The surge in popularity of using DSLR and mirrorless cameras to shoot video means there are hundreds of affordable quality cameras on the market. How is someone just starting out in video production supposed to sort through it all and decide what camera to buy? We’ve got your back! Take a look at this breakdown of the most important features in choosing a DSLR or mirrorless video camera.
What am I going to use it for?
This is the first question you should ask yourself. If you’re primarily a photographer, you’re probably going to be looking at a camera’s megapixel count and features like auto-focus. A videographer, on the other hand, is inclined to be more interested in a camera’s anti-aliasing or focus peaking capabilities. Your needs will vary based on the work you do. For example, if you work in a studio then a camera’s iso performance won’t matter as much as it would to someone who shoots a lot of dimly lit live events. So, thinking about what you intend to use a camera for is the first step in selecting which camera to buy.
To 4k or not to 4k?
4k video is probably the most talked about yet least understood concept by would-be first time camera buyers. Simply put, 4k, or Ultra HD, is a video resolution with four times the pixel count of the current 1080p. The higher resolution allows you to capture more detail. As you can see in the comparison, even when a 4k image is scaled down to 1080, it is still quite a bit more detailed than a standard 1080 image. Studies show that the adoption rate of 4k displays is progressing much faster than the transition to HD TVs did. So, that’s another thing to think about when deciding on a camera.
Sensor size and you.
Full frame! Cropped! Micro Four Thirds! These terms describe the actual sensor size of the camera, which directly affects how wide or tight your shot will be. Larger sensors are also better in low light and allow you to use a shallower depth-of-field for a more cinematic look.
"Full Frame", APS-C, and Micro Four Thirds are three of the most common sensor sizes found in DSLR and mirrorless cameras.

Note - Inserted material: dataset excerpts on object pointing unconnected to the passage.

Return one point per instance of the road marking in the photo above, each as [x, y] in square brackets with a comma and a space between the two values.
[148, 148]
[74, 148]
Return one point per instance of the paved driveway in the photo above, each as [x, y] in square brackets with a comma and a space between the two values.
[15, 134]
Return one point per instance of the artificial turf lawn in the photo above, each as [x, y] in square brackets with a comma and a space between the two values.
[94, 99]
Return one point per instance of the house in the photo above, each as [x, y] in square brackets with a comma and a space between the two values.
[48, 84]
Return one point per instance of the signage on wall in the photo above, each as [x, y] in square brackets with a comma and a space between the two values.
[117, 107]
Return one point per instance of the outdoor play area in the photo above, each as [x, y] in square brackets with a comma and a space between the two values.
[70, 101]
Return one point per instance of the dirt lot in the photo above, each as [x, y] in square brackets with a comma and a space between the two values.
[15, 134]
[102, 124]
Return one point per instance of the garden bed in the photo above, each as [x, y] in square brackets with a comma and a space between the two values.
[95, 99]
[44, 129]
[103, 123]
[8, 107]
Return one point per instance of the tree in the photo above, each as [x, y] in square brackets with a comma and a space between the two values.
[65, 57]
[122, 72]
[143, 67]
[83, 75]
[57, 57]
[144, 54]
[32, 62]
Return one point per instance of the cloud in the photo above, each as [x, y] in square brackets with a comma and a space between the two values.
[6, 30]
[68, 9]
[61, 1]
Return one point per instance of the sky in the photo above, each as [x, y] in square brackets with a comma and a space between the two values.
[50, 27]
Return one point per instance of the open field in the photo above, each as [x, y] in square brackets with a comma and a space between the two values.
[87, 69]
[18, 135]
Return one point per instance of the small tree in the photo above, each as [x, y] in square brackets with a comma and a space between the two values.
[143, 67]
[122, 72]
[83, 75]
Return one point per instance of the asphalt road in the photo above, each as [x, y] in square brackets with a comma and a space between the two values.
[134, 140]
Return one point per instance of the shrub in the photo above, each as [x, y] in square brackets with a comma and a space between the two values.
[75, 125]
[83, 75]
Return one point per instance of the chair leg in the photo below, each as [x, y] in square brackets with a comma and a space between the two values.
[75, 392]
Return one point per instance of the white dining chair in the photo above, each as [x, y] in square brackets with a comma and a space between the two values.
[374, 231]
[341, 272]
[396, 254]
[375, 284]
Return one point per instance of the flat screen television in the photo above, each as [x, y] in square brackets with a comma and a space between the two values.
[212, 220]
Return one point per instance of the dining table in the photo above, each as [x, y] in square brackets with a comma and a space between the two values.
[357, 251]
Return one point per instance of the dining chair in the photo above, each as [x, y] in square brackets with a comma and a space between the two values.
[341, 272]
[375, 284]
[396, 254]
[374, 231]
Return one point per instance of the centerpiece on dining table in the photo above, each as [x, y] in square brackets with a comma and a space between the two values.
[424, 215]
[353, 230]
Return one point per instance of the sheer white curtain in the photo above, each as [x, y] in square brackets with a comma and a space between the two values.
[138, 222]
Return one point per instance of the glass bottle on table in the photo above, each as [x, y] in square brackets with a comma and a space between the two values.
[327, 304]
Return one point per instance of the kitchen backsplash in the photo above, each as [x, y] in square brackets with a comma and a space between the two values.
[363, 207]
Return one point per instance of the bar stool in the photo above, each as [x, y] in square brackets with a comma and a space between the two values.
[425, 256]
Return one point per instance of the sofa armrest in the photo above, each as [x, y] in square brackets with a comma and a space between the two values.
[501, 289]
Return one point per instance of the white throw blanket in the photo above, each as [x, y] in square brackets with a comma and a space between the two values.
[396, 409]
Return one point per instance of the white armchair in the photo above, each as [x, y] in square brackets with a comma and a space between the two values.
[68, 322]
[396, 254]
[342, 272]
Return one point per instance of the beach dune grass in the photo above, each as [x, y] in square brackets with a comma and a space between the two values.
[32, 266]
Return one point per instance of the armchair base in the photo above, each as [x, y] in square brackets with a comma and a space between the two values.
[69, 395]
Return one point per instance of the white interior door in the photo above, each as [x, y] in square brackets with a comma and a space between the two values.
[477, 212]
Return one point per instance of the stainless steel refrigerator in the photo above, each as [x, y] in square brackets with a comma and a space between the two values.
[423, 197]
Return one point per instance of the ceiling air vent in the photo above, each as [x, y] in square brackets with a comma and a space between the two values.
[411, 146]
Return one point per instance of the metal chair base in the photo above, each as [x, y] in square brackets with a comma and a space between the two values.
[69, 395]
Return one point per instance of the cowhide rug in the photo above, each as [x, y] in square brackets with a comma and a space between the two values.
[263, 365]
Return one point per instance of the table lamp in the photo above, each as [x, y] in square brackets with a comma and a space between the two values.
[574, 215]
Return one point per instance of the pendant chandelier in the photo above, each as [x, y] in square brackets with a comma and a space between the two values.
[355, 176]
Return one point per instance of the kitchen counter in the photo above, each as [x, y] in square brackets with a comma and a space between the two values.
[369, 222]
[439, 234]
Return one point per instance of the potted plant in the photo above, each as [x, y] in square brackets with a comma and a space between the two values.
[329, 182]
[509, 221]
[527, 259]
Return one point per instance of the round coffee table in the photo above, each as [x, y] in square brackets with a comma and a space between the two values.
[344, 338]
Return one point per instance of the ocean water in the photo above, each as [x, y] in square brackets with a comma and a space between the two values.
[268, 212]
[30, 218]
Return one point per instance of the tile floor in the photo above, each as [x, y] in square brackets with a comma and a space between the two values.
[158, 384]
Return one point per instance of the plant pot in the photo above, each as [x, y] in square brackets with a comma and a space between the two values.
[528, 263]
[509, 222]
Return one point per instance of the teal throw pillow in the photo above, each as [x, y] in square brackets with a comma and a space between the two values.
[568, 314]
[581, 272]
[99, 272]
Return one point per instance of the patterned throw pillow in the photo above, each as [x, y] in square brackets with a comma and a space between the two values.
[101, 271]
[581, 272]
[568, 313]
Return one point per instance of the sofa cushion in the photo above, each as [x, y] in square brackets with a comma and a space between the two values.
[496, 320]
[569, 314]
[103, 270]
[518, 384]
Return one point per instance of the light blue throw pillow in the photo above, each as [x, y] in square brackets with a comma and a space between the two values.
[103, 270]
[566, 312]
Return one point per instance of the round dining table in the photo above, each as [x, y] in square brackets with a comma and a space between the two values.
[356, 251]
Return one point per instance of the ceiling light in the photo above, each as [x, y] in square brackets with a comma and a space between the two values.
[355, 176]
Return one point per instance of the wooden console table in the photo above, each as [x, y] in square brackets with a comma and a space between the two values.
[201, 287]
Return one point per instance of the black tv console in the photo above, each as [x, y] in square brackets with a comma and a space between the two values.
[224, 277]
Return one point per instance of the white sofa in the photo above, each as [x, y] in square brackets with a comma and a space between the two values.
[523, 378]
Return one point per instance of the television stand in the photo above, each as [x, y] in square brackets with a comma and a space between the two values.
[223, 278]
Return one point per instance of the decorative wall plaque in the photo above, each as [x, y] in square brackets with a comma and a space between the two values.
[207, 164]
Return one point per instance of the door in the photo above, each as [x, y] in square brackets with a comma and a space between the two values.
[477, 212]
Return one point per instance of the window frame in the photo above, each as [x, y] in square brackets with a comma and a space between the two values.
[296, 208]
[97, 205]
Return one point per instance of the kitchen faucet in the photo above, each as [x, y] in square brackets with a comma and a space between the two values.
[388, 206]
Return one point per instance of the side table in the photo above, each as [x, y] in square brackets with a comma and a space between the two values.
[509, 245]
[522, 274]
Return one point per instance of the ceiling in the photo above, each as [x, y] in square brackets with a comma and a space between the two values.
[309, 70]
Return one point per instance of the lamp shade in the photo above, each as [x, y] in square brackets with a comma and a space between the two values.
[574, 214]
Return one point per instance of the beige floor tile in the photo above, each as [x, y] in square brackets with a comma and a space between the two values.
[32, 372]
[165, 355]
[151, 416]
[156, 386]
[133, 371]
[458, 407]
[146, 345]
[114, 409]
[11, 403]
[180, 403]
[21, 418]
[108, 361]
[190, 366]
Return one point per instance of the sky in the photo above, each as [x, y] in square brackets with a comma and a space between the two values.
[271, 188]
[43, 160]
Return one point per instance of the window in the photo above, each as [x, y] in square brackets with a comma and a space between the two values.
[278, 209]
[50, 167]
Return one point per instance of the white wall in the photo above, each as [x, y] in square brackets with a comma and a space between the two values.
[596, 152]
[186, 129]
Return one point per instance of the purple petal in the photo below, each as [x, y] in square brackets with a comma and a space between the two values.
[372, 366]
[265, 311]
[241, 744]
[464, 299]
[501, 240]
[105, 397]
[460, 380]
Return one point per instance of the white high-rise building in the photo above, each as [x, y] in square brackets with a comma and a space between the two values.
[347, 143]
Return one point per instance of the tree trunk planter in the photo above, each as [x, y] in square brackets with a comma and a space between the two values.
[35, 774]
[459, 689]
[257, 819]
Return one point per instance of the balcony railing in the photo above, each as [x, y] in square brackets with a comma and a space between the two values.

So wait it doesn’t come with a lens?Well, it might, and if that’s all you have then by all means use it! However, be weary of lenses that are bundled into packages with a camera body. Lenses slower than f.2.8 can become a burden when shooting in low light or trying to achieve a shallow depth-of-field. Zoom lenses have a ranging focal length, which is a fancy way of saying they can zoom in and out. Prime lenses have a fixed focal length, meaning they don’t zoom in or out. Generally speaking, quality prime lenses are more affordable than quality zoom lenses. A tried-and-true low cost lens that is great to start out with is the 50mm f1.8. Both Canon and Nikon have a model of this and it can be purchased anywhere from $50-$100.